0mm, inner diameter 180mm, length 600mm, rotation speed 2
(500-4000 rpm) to obtain amorphous fine powder. This amorphous fine powder was sealed together with argon in a quartz tube and heat-treated at 600 ° C. for 1 hour. After the heat treatment, the magnetic value was measured at room temperature with a vibration-type hour speed meter.
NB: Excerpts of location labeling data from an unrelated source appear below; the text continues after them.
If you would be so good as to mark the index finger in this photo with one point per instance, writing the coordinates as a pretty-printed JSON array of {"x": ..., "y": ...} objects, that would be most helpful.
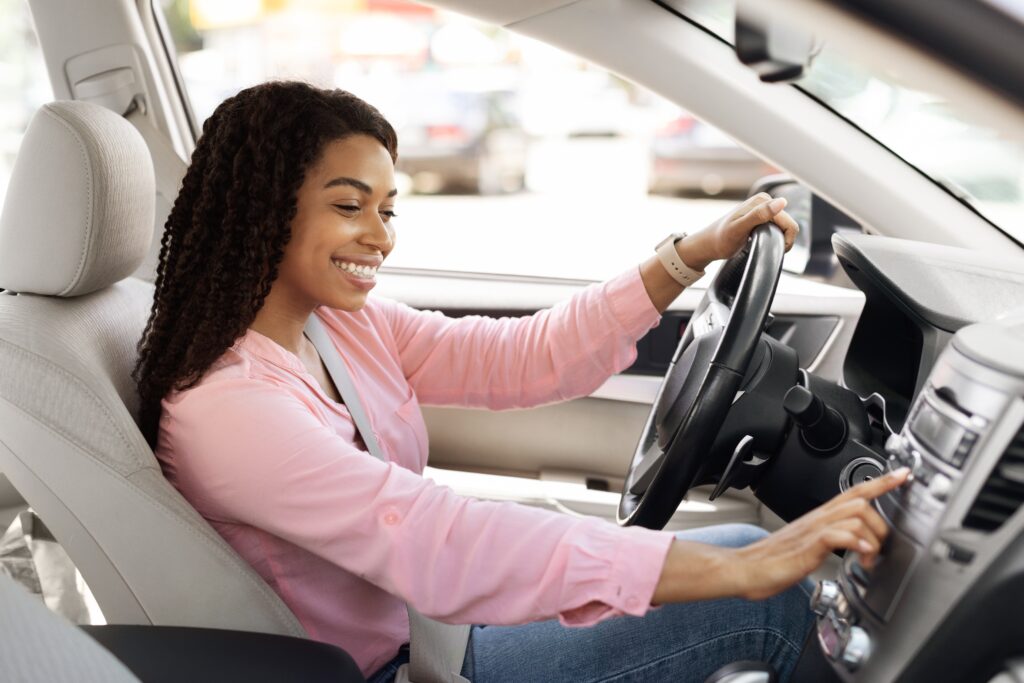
[{"x": 875, "y": 487}]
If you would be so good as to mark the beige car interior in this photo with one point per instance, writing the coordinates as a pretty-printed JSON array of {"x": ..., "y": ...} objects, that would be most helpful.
[
  {"x": 77, "y": 249},
  {"x": 68, "y": 335}
]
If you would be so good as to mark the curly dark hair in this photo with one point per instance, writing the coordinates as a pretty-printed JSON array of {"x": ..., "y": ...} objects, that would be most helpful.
[{"x": 226, "y": 232}]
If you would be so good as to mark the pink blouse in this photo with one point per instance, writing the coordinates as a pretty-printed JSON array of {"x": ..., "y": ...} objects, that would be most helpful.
[{"x": 344, "y": 539}]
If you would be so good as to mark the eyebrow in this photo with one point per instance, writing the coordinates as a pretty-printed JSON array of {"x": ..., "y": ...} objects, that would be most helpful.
[{"x": 358, "y": 184}]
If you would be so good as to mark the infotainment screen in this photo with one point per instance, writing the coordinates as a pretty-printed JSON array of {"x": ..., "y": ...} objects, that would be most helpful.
[{"x": 937, "y": 432}]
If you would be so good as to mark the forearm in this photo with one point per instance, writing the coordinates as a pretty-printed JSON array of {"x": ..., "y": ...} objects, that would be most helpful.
[
  {"x": 662, "y": 288},
  {"x": 696, "y": 571}
]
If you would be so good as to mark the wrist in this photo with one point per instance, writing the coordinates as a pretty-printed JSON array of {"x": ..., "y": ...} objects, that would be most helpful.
[
  {"x": 694, "y": 251},
  {"x": 698, "y": 571}
]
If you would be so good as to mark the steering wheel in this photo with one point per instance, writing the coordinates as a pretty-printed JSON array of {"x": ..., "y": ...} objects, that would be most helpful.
[{"x": 702, "y": 380}]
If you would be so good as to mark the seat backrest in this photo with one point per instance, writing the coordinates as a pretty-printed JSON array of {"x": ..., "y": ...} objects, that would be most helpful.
[{"x": 77, "y": 220}]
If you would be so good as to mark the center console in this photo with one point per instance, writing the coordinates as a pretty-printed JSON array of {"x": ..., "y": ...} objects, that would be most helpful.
[{"x": 945, "y": 599}]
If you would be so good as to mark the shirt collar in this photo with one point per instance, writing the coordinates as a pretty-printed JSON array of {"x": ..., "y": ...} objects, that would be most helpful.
[{"x": 265, "y": 348}]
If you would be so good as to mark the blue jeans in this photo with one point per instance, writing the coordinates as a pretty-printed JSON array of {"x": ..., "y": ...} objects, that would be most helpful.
[{"x": 677, "y": 642}]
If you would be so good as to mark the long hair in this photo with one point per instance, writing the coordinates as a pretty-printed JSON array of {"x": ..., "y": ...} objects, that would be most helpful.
[{"x": 225, "y": 236}]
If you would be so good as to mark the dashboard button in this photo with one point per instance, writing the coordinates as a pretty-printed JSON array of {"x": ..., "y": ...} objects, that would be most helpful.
[
  {"x": 939, "y": 486},
  {"x": 857, "y": 649},
  {"x": 824, "y": 596},
  {"x": 858, "y": 572}
]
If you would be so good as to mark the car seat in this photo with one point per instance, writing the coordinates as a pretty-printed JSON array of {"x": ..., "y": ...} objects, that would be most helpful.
[{"x": 77, "y": 220}]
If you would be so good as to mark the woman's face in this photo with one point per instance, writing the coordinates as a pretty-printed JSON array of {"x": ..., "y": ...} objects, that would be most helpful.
[{"x": 342, "y": 230}]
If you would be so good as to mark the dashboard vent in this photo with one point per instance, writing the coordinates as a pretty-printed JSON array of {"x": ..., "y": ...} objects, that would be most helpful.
[{"x": 1004, "y": 493}]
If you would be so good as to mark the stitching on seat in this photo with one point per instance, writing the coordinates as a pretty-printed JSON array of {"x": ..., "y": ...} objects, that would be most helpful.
[
  {"x": 87, "y": 169},
  {"x": 229, "y": 559},
  {"x": 96, "y": 401}
]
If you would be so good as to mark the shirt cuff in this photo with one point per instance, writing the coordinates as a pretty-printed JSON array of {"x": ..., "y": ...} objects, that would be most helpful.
[
  {"x": 630, "y": 303},
  {"x": 612, "y": 571}
]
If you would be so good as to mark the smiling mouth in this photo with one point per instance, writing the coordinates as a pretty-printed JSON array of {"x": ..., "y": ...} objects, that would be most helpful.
[{"x": 355, "y": 269}]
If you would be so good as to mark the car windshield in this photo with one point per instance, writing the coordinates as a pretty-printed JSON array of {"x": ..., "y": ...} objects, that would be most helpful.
[{"x": 968, "y": 158}]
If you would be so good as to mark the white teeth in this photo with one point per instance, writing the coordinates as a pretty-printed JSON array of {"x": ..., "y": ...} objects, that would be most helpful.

(Emu / g) is 130, I H C (KOe) was 12.2. Next, this powder is subjected to compression molding at a pressure of 3 t / cm 2 , sintered at a temperature of 1000 to 1100 ° C., and further heat-treated at 600 ° C. for 1 hour to produce a sintered magnet. As a result of measurement of magnetic properties, Br (KG) is 8.6, b H c (kOe) is 6.9, (BH) max (MG
Oe) was 15.7. Example 4 An amorphous manufacturing apparatus (a copper hollow cylinder having an outer diameter of 20 mm) by a centrifugal quenching method in which a sample having a composition of (Fe 0.80 Co 0.10 Si 0.05 B 0.05 ) 0.80 Nd 0.10 Pr 0.10 was replaced with an argon gas atmosphere.
0mm, inner diameter 180mm, length 600mm, rotation speed 2
(500-4000 rpm) to obtain amorphous fine powder. This amorphous fine powder was sealed together with argon in a quartz tube and heat-treated at 650 ° C. for 1 hour. After the heat treatment, the magnetic value was measured at room temperature with a vibration-type hour speed meter.
(Emu / g) is 92, I H C (KOe) was 5.7. Next, this powder is subjected to compression molding at a pressure of 3 t / cm 2 , sintered at a temperature of 1000 to 1100 ° C., and further heat-treated at 650 ° C. for 1 hour to produce a sintered magnet. As a result of measurement of magnetic properties, Br (KG) is 6.0, b H c (kOe) is 5.1, (BH) max (MG
Oe) was 7.7. Example 5 An amorphous manufacturing apparatus (a copper hollow cylinder having an outer diameter of 20 mm) was manufactured by a centrifugal quenching method in which a sample having a composition of (Fe 0.70 Co 0.10 Si 0.10 B 0.10 ) 0.80 Nd 0.10 Pr 0.10 was replaced with an argon gas atmosphere.
0mm, inner diameter 180mm, length 600mm, rotation speed 2
(500-4000 rpm) to obtain amorphous fine powder. This amorphous fine powder was sealed together with argon in a quartz tube and heat-treated at 650 ° C. for 1 hour. After the heat treatment, the magnetic value was measured at room temperature with a vibration-type hour speed meter.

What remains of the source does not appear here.